I’m going to write a bit about the recent move by our school district to reject our state’s mandate on policies regarding its transgender students. I know this can be a hot spot for some and I know that my thoughts do not always match up with the rest of the world, BUT, we’ve gotten through this before. “This” being where I write something that doesn’t match up with the rest of the world and then we talk nicely to each other. As I’ve said in previous blogs on the topic: my opinions are formed in direct relation to my personal experience. They are related to the happenings within my home. My opinions have been formed via years of riding an emotional roller coaster. I am always happy to chat and I absolutely do not consider my opinion to be gospel. Lawd knows, my husband and I question ourselves on the daily as to whether we are adulting correctly.

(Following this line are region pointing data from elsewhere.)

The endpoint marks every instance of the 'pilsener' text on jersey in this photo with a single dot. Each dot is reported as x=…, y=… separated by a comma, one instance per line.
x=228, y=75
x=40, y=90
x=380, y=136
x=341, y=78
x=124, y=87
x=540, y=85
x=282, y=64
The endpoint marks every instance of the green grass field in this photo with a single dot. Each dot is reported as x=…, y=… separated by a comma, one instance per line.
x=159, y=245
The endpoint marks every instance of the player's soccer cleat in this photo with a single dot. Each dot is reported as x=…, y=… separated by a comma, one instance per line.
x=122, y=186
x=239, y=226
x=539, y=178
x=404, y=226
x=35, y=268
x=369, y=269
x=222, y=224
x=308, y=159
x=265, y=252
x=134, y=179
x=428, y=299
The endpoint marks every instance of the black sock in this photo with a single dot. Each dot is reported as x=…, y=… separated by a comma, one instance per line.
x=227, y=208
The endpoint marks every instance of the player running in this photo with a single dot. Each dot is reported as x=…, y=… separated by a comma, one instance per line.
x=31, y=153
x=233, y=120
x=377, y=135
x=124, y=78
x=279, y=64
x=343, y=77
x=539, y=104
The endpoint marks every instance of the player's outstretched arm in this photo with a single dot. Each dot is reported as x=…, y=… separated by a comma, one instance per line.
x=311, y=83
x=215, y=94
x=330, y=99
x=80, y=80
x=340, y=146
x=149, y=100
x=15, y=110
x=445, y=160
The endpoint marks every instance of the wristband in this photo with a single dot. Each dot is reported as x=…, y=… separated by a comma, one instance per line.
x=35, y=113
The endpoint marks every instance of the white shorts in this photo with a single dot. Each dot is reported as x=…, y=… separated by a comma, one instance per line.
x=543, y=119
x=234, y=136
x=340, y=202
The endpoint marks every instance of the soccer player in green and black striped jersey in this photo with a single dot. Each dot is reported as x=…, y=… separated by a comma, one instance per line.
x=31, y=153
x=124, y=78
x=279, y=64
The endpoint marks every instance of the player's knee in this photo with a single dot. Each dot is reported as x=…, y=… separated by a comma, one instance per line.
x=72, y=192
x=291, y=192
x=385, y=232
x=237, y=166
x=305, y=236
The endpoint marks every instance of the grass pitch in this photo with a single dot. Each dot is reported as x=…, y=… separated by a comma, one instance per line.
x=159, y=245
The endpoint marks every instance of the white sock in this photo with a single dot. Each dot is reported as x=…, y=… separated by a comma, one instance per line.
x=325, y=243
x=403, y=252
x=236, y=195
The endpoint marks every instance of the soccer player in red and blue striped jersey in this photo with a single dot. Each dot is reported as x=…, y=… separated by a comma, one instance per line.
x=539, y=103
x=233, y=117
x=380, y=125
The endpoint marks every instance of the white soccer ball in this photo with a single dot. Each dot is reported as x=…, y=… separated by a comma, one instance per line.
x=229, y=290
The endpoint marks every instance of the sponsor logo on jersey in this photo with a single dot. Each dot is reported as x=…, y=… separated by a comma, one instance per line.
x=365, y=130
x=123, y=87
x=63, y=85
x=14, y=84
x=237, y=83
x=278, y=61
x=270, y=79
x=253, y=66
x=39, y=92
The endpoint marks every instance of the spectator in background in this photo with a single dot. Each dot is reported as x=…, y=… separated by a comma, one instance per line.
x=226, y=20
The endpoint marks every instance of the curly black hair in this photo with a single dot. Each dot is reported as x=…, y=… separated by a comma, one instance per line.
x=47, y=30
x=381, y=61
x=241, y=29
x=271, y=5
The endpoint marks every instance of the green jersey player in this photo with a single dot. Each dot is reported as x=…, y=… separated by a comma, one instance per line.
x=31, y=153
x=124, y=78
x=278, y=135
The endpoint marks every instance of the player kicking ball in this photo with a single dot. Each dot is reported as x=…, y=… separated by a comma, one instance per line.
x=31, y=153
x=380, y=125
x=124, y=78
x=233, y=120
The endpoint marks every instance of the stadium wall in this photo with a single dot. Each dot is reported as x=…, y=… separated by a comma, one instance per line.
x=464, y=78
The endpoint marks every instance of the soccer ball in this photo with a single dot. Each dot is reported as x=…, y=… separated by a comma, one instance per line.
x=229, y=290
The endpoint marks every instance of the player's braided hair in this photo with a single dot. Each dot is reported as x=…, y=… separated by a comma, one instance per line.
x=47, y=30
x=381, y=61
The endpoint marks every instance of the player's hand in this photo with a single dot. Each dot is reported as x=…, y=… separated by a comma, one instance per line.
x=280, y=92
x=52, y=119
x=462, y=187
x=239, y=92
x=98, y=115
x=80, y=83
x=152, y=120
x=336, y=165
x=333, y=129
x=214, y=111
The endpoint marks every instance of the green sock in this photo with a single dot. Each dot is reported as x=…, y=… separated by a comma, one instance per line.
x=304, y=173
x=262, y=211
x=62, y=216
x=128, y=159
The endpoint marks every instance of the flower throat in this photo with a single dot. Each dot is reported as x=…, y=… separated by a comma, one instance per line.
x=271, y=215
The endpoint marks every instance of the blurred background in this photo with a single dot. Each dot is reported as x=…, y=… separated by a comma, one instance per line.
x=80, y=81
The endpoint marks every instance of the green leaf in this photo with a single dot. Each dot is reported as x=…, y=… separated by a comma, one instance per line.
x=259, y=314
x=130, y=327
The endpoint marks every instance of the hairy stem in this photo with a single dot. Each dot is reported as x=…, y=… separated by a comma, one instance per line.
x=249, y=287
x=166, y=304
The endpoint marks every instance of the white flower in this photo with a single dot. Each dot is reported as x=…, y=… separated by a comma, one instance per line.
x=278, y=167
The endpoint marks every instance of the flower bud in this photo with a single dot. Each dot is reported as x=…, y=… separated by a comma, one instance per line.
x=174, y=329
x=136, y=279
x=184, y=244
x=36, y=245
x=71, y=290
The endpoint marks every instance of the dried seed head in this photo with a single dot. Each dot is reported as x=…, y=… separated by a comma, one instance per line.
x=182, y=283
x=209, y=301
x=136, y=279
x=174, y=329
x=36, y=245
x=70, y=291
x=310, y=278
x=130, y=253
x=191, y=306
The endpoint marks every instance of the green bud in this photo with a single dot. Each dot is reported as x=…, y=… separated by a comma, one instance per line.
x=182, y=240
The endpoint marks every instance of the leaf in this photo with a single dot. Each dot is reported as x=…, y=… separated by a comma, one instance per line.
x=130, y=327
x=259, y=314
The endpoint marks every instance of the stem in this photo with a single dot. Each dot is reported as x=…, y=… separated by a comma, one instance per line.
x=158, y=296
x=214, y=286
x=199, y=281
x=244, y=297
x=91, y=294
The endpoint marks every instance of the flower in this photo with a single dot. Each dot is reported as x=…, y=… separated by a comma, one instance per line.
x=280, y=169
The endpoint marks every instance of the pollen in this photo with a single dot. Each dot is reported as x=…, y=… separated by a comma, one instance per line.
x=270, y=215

The policy in question set by the Virginia Department of Education said schools must allow the use of name and gender pronouns students identify with, and allows students to use restrooms and locker rooms that correspond with their gender identity. The guidelines also say schools should let students participate in gender-specific programs or activities — such as physical education, overnight field trips and intramural sports — that correspond with their gender identities. Last week, the only holdout district in our state opted again to reject this mandate. This is always the district in which my children passed/are passing through.
I was asked by a few folks how I felt when our district rejected the above mandate. I know that some were hoping that I would blast the county for being phobic, but that wasn’t what I felt at all. What I felt first was relief. Relief. And then I felt like I should definitely not tell anyone that what I felt first was relief. I knew I would not be popular in admitting this feeling. However, I suspected that most of those who would lash out at me would not have lived through the confusion of having a child suddenly request different pronouns, a different name, and to forget the person they were the previous day. We have lived through it. We are still living through it. Years ago, when my child first adopted a new version of themself, we were chastised by the school for not standing up immediately to wave a Pride flag.
My sense of relief came because I felt, finally, that our school district was putting on some much needed brakes. The relief came because the rejection would potentially give parents time to become more involved and knowledgeable about what their child is going through. We did not have that luxury. The truth is, in our house, we will likely never know whether our child is actually transgender because we were never given a choice or a chance or a minute to digest what we were hearing. We wanted to investigate and collect research and offer our child everything we could in figuring out why they felt so uncomfortable in their own skin that their young teen answer was a blanket statement of I am not who I am supposed to be.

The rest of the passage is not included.